The Cal Grant program is the primary program for providing tuition assistance and financial aid to California’s college students. It has allowed California to maintain access to college for low-income students during a time of rapid tuition increases. The program has grown significantly since its inception in 1955 and now serves more than 300,000 students at an annual cost of around $2 billion.
State law protects Cal Grant recipients from tuition increases at UC or CSU: when tuition rises, so do these students’ Cal Grants. Consequently, as tuition has increased and enrollment of low-income students has expanded, the program has grown rapidly. Next fall, tuition is scheduled to increase by $280 per year at UC and by $270 per year at CSU. In addition, UC, which has enrolled 7,400 new undergraduates in each of the last two years, plans to enroll an additional 2,500 in the fall of 2017‒18, the largest three-year increase in seventy years. CSU has added around 50,000 additional students over the past five years. The expansion of Cal Grants has drawn the attention of the governor. He noted in his May budget revision that “rising Cal Grant costs from tuition hikes will also limit the state’s ability to increase General Fund support in the future.”

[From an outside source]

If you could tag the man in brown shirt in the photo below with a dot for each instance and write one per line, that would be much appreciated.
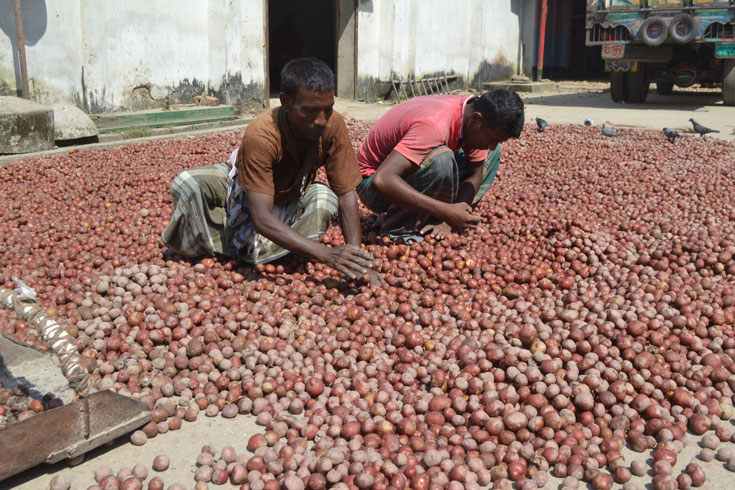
(273, 207)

Nearly all of the Cal Grant funding increases have gone to students attending public institutions. CSU has seen a 75% increase in Cal Grant funds since 2011‒12, while the community colleges and UC have received a 61% and 27% increase respectively. Private nonprofit colleges, on the other hand, have seen their Cal Grant funding stagnate. The governor’s budget revision acknowledges this by reallocating $8 million that had been targeted to UC and CSU in his January budget proposal to non-profit private Cal Grant funding. These funds will prevent a planned cut to the maximum award for students attending a nonprofit private college.
By contrast, for-profit colleges have seen their Cal Grant funding decrease substantially over the past five years. The 2012‒13 budget introduced restrictions on access to state Cal Grants which affected many for-profit colleges. To some degree, for-profit colleges satisfy an unmet need for access to higher education for non-traditional students. But investigators have found that many of these colleges engage in predatory marketing and lending practices—targeting vulnerable students, making false statements regarding job placement, and overestimating the value of the degrees they provide. To address these issues the state established new institutional eligibility standards for Cal Grants. To be eligible, a higher education institution must now have a minimum graduation rate of 30% and a loan default rate of less than 15.5%. The 2012‒13 budget also cut the maximum award for a student attending a for-profit college from $9,708 to $4,000. These regulations have saved the state nearly $100 million since 2011‒12, reduced by more than half the number of for-profit colleges eligible for Cal Grants, and ensured that low-income and first generation students were not taken advantage of by higher education institutions that did not serve their economic interest.
Cal Grants are an essential tool for improving the economic mobility of the state’s neediest residents. They also allow the state to reduce the burden of federal loans on young Californians. Maintaining Cal Grants for high performing colleges— public and private—will improve access to college for all Californians.